10 Motorcycle Touring Tips for New (and experienced) Riders

Here is a list of 10 tips we’ve learned over the years of motorcycle touring in all different weather and road conditions. Some were learned the hard way and some came as pleasant surprises but all have helped to make our subsequent tours safer and more enjoyable. Pay heed to these tips and make your next motorcycle tour even better than the last.

  1. Cool-looking bikes don’t always make the best touring bikes. On our honeymoon, my wife and I met a couple at a great B&B just outside of the Sequoia National Forest. They were in their early 40s and riding a full-dress Harley touring bike. They appeared much fresher and well rested than us after a similar day of riding. We began to discuss this observation and after looking at our bike, a custom cruiser, the Harley owner stated that he had given up buying bikes that looked really cool (like ours) but weren’t made for touring.  Our next bike was more touring oriented and now we too are much fresher and rested after a long day of riding. The lesson we learned: buy a bike for its intended purpose and live happily ever after.
  2. Try new things. We’ve been on more motorcycle tours than we can count. Those that were overnight tours we often ended up staying in various hotels and for the most part, don’t remember anything outstanding about any of them. The trips that do stand out in our memories were those where we tried something new or different. One particular trip we stayed at a KOA campground (we were roughing it), and as the sun went down the folks next to us came over offering cold beer and friendship. We ended up talking well into the evening and having a great time sharing our stories, food, and beverage around a campfire. It was a great time. I don’t recall many experiences like that when staying in a hotel.
  3. You don’t alway need to plan every ride down to a gnat’s butt. One day we simply headed out in a general direction with no set plans or destination. We ended up finding a great little cafe in the middle of nowhere that we now visit regularly. On the way home we took a back road that we had never been on, and wasn’t even sure where it went (we had a full tank of gas just in case). It turned out to be a little-traveled and scenic byway with undulations and great curves – a great motorcycling road! We would have never found it had we not allowed our sense of adventure to guide us.

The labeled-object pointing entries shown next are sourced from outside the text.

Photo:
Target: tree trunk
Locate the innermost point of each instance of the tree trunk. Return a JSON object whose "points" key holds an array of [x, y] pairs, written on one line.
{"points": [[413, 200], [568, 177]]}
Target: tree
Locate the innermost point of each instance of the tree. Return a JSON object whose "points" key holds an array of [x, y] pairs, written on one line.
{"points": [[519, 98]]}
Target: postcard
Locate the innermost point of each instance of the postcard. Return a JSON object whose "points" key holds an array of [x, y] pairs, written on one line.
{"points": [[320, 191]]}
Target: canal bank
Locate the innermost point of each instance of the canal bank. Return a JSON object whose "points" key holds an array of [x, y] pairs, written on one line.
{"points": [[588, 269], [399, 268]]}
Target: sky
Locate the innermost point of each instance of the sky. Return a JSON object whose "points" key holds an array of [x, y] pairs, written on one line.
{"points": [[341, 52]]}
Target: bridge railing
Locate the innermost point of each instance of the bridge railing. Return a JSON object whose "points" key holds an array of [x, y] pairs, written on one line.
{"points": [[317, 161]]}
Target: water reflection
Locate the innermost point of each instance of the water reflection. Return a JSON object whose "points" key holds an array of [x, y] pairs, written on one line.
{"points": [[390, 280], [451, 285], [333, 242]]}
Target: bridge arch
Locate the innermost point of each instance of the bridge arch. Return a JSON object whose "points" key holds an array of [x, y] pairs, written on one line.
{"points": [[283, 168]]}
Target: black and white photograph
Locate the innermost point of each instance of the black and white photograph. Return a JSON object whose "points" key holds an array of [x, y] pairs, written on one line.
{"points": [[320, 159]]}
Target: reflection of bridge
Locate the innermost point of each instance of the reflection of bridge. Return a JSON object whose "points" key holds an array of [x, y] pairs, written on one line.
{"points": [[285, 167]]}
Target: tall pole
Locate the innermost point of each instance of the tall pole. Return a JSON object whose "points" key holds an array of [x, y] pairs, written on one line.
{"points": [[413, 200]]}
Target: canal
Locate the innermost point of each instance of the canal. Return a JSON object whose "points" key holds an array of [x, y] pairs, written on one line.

  4. Stick to the ride plan. This sounds like it contradicts #3 and it does in a sense but applies when you do have a set destination and especially when riding in groups. On one particular overnight tour with a group of friends it was decided to deviate from the ride plan and add an additional stop – without extending the duration of the tour. It seemed not to pose a problem and everyone was up for it. As it turns out, by the time we made this additional stop most of the group was tired and did not want to continue with the route as planned and the group split. There was no real harm in this but half of the group missed out on the best part of the tour and we lost some of the camaraderie that goes with group riding. When on a timeline it’s best to stick to the ride plan.
  5. Don’t trust weather forecasts. We headed out once for a great day of riding. The weather forecast was sunny and a pleasant 66 degrees. A few hours into the ride it was 41 degrees and raining. 41 degrees on a bike feels much colder with the wind chill factor. Needless to say we were quite cold, and had we not found a cafe with hot coffee, would have been quite miserable! This leads to #6.
  6. Always bring as much riding gear as you can carry for varying weather conditions (see #5).
  7. There is no replacement for proper riding gear. One of our first motorcycle trips we got caught in 27 degree temperatures coming home. We thought we were prepared with our multiple layers of flannel shirts, thermal underwear, and winter coats. Wrong! We froze our butts off and the next day invested in proper cold-weather riding gear. There is a difference in gear made specifically for motorcycle riding versus everyday wear and it is worth every penny you pay for it.
  8. Motorcycle trips take longer than car trips. Touring motorcycles can be very comfortable for extended durations but rarely as comfortable as your car where you can stretch out, change leg positions, recline your seat, etc. For this reason you will generally find yourself taking more rest stops when touring on a bike. That’s okay, if you choose a scenic route, staying off the freeways, it’s more enjoyable anyway and extending the time to get to your destination is actually desirable.
  9. The little things can make a huge difference. We took a week-long tour through the beautiful mountains of Colorado and awesome desert scenery of northeastern Arizona…and I didn’t enjoy a minute of it. The helmet/earplug combination I was using caused incredible discomfort in my ears and no matter what I tried, I still couldn’t make it comfortable. Upon returning, I decided to research various earplugs, as they do not all fit and work the same, and now have found a pair that can be worn all day comfortably (By the way, here is a link to a useful earplug review that might help if you experience similar problems). The point of this story is that small details can make a big difference in your riding experience. Pay attention to these details, often times just a simple change can make a world of difference.
  10. Talk to the locals. Some of the best roads, restaurants, places to stay, and things to do can be found by simply asking the locals wherever you are at. We were on week-long tour, staying in Silver City, New Mexico, and decided to extend our tour for a few more days after a very kind and knowledgable couple told us about one of the local favorite motorcycle routes. We had no idea it existed and it turned out to be the highlight of our trip. We would never had know if we didn’t ask the locals for tips.